Trucking Experts Project Spinoff of FedEx’s Freight Business
Transportation analysts and experts expect FedEx to spin off its Freight unit as a separate publicly traded company, potentially bringing a windfall to shareholders while providing a boost to other competitors in the carrier’s wing of the trucking sector.
FedEx Freight, which generated $9 billion in revenue in the 12 months ending May 31, is by far the largest operator in the less-than-truckload sector, making a sale of the business “less likely in our eyes,” Daniel Imbro of financial services firm Stephens wrote in a research note Wednesday.
Satish Jindel, president of SJ Consulting, an industry data group and consulting firm, said a spinoff would likely draw “a market capitalization of $50 billion by itself,” based on the strong performance of FedEx’s rivals in the LTL business, in which shipments from multiple companies are combined on a single truck.
“LTL is a darling on Wall Street right now,” he said.
FedEx said in releasing its earnings on Tuesday that it was “conducting an assessment of the role of FedEx Freight in the company’s portfolio structure and potential steps to further unlock sustainable shareholder value.”
The company didn’t detail the alternatives it was considering, but said it plans to complete the review by the end of this year.
The review comes as FedEx is reorganizing operations under what it calls its Drive transformation. The effort to eliminate the barriers between the Express and Ground operations, a plan that analysts and activist investor D.E. Shaw had been calling for, may leave the trucking business on the outside while pickup and delivery, sorting and other parcel services are blended.
A carve-out or sale would effectively end efforts FedEx and rival United Parcel Service have undertaken over several years to bring parcel business and trucking operations under the same umbrella, moves that included several multibillion-dollar acquisitions.
UPS sold its trucking business in 2021 and this month sold its freight brokerage division, part of Chief Executive Carol Tomé’s plan to focus more tightly on handling parcels more efficiently.
Jindel said the potential gains from combining the trucking and parcel businesses for customers have eroded as e-commerce has changed the market.
“With Amazon coming into the market and other large retailers doing more of their own package delivery, the average daily volume that is available to FedEx and UPS has gotten smaller,” he said. “There used to be more barriers to entry to being a parcel carrier than there were to getting into LTL. That is no longer the case.”
Market capitalization measures for other competitors in the business have surged as LTL carriers have defied a broader downturn in trucking demand.
Old Dominion Freight Line, the second-largest LTL carrier by revenue, had a market cap of $38.7 billion as of Wednesday with about $5.8 billion in revenue. No. 3 XPO had a market cap of $12.2 billion with less than $4.7 billion in LTL revenue last year while Saia’s market cap of $12.4 billion came after revenue of about $2.9 billion last year.

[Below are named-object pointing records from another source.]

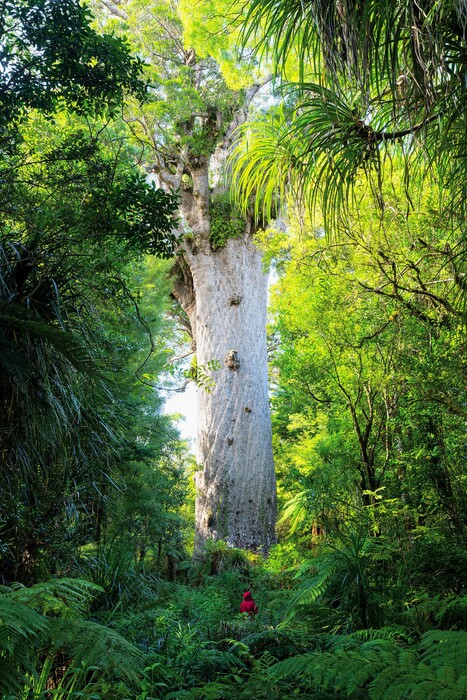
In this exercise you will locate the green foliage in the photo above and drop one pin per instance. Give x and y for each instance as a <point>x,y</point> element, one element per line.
<point>226,222</point>
<point>52,57</point>
<point>42,629</point>
<point>431,668</point>
<point>202,375</point>
<point>376,83</point>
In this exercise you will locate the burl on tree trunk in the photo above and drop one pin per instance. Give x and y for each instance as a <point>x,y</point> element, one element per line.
<point>224,293</point>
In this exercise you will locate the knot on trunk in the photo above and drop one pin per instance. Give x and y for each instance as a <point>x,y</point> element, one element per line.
<point>231,360</point>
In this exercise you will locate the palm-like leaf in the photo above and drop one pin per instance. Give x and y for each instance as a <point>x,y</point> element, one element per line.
<point>389,79</point>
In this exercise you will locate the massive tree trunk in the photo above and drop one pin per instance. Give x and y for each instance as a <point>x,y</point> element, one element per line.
<point>224,293</point>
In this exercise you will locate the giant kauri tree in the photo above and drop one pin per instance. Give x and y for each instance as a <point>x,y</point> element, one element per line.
<point>186,131</point>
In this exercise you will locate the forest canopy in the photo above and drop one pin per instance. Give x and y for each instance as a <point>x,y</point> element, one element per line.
<point>157,158</point>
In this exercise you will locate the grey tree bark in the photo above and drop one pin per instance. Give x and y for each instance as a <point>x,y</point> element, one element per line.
<point>224,293</point>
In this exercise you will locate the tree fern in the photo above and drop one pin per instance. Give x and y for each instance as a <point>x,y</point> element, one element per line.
<point>42,630</point>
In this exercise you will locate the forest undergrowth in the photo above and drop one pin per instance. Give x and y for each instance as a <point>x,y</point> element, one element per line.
<point>348,621</point>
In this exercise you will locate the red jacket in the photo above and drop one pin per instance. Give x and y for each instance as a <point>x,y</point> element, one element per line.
<point>248,604</point>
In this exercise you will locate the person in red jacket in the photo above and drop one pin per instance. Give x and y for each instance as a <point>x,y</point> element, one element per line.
<point>248,605</point>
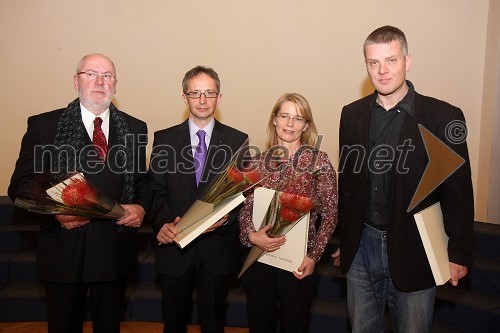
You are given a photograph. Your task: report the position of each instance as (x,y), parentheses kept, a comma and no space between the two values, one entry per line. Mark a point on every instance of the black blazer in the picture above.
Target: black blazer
(174,188)
(408,263)
(99,253)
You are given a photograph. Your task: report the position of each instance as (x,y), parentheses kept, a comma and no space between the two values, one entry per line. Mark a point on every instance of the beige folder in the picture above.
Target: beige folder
(431,228)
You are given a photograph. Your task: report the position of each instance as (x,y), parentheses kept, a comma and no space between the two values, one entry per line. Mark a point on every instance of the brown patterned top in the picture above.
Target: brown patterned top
(308,173)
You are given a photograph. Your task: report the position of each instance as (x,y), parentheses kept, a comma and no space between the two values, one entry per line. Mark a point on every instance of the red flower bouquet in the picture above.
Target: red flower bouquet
(73,196)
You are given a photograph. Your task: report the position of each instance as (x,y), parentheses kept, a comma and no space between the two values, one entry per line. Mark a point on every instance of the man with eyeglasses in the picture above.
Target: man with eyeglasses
(77,255)
(211,261)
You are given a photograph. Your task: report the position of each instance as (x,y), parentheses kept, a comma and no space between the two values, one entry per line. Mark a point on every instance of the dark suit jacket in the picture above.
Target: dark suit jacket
(99,253)
(407,260)
(174,188)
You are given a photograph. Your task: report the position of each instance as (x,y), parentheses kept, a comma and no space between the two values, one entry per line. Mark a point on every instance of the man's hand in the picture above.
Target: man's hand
(266,243)
(217,224)
(307,268)
(134,215)
(168,232)
(71,221)
(457,272)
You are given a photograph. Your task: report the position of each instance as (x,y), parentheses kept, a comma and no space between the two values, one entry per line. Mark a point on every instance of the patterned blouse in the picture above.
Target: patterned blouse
(307,173)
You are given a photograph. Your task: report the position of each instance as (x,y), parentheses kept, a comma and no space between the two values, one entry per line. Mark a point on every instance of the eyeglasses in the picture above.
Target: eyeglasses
(91,75)
(285,117)
(197,94)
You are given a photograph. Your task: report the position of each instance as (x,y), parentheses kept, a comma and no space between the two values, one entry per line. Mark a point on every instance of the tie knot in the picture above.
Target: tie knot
(97,122)
(201,135)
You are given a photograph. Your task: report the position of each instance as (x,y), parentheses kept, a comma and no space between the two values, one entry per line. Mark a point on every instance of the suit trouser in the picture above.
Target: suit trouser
(177,297)
(273,293)
(66,306)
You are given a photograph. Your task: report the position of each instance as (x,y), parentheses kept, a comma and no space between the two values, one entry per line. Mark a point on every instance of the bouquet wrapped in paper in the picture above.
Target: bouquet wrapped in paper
(285,210)
(222,195)
(73,196)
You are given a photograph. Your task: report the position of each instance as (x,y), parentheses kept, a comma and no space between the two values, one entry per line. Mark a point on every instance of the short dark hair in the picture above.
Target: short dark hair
(386,35)
(198,70)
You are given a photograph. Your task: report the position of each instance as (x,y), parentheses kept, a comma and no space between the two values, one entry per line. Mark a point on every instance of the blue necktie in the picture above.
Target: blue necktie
(200,155)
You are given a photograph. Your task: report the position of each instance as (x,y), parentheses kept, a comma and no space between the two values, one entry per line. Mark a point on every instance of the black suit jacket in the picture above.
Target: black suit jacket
(97,253)
(174,188)
(407,260)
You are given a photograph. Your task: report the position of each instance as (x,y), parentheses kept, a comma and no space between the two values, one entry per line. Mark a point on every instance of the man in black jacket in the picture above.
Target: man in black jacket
(381,163)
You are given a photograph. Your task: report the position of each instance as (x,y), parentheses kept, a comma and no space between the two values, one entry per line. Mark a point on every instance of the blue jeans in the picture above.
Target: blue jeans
(370,290)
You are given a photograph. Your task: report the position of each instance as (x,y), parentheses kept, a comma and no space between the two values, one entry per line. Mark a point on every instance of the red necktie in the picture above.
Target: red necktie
(99,139)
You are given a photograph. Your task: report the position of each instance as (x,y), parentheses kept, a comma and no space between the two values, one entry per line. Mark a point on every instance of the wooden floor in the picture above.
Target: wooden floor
(126,327)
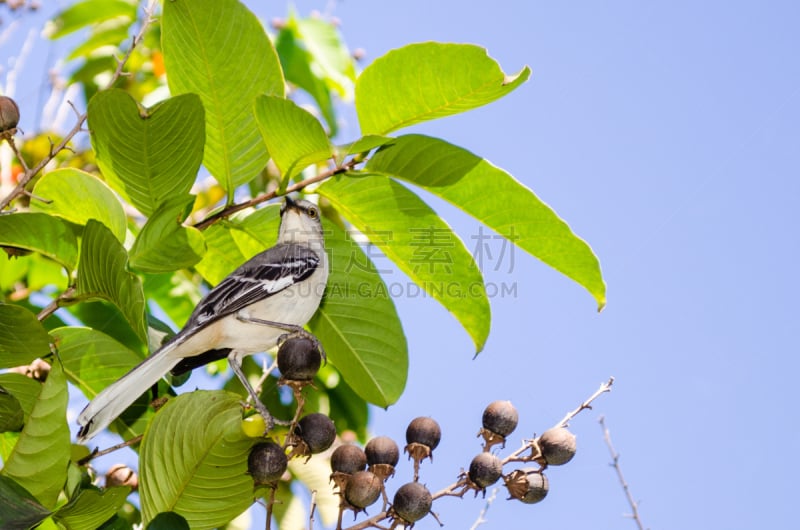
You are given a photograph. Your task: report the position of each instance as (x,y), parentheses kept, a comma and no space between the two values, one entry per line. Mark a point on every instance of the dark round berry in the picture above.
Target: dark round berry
(485,469)
(412,502)
(349,459)
(500,417)
(382,450)
(266,463)
(424,431)
(527,485)
(363,489)
(557,446)
(9,114)
(317,431)
(299,359)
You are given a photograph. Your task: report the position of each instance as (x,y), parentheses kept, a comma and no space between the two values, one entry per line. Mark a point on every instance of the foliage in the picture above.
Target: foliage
(130,228)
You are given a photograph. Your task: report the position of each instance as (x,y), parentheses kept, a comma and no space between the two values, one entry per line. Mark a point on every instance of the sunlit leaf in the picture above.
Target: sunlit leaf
(294,138)
(22,336)
(218,49)
(40,232)
(358,324)
(39,460)
(193,460)
(426,81)
(164,244)
(103,274)
(78,196)
(496,199)
(147,155)
(420,243)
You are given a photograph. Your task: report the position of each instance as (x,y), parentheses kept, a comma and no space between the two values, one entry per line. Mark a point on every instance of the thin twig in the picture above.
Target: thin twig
(96,453)
(233,208)
(615,464)
(26,177)
(482,515)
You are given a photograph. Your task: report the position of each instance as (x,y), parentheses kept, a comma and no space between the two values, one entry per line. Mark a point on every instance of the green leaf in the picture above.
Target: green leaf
(11,416)
(295,139)
(41,233)
(236,240)
(147,155)
(297,67)
(164,244)
(495,198)
(358,324)
(219,50)
(87,13)
(168,521)
(22,336)
(103,274)
(39,460)
(421,244)
(24,389)
(78,196)
(193,460)
(426,81)
(18,508)
(92,361)
(91,508)
(331,58)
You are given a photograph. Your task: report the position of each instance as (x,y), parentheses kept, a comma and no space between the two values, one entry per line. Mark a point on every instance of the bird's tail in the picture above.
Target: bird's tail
(114,399)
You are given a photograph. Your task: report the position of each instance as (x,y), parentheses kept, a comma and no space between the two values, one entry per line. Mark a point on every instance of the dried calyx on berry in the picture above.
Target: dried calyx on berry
(528,485)
(555,447)
(346,460)
(363,489)
(122,475)
(298,359)
(313,434)
(266,463)
(9,114)
(484,470)
(382,455)
(423,435)
(411,503)
(500,419)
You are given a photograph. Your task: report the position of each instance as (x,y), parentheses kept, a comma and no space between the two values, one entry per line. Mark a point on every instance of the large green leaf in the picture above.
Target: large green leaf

FedEx carries a richer $72.5 billion market capitalization, but that comes with overall revenue of $87.7 billion that the company reported in its fiscal year that ended May 31. The Freight trucking operation generated $9.1 billion in revenue during the 12-month period., and its operating margin in the last three months hit a lofty 21.9%.
Brian P. Ossenbeck, an analyst at J.P. Morgan Securities wrote in a research note that there was a “valuation disconnect” from having FedEx Freight embedded with the parcel operations. “At one point in September 2022, ODFL’s market cap was 75% of the entirety of FDX,” he wrote.
Carving away FedEx Freight would also lift the rest of the sector, he wrote, “as the largest player becomes a stand-alone entity without the overhang of bundling” the business with Express and Ground, “which provides the opportunity to bring rates higher than they are now.”
FedEx shares rose 15.5% in trading Wednesday to $296.19, the largest percentage increase in the company’s stock since Sept. 29, 1986.
Esther Fung contributed to this article.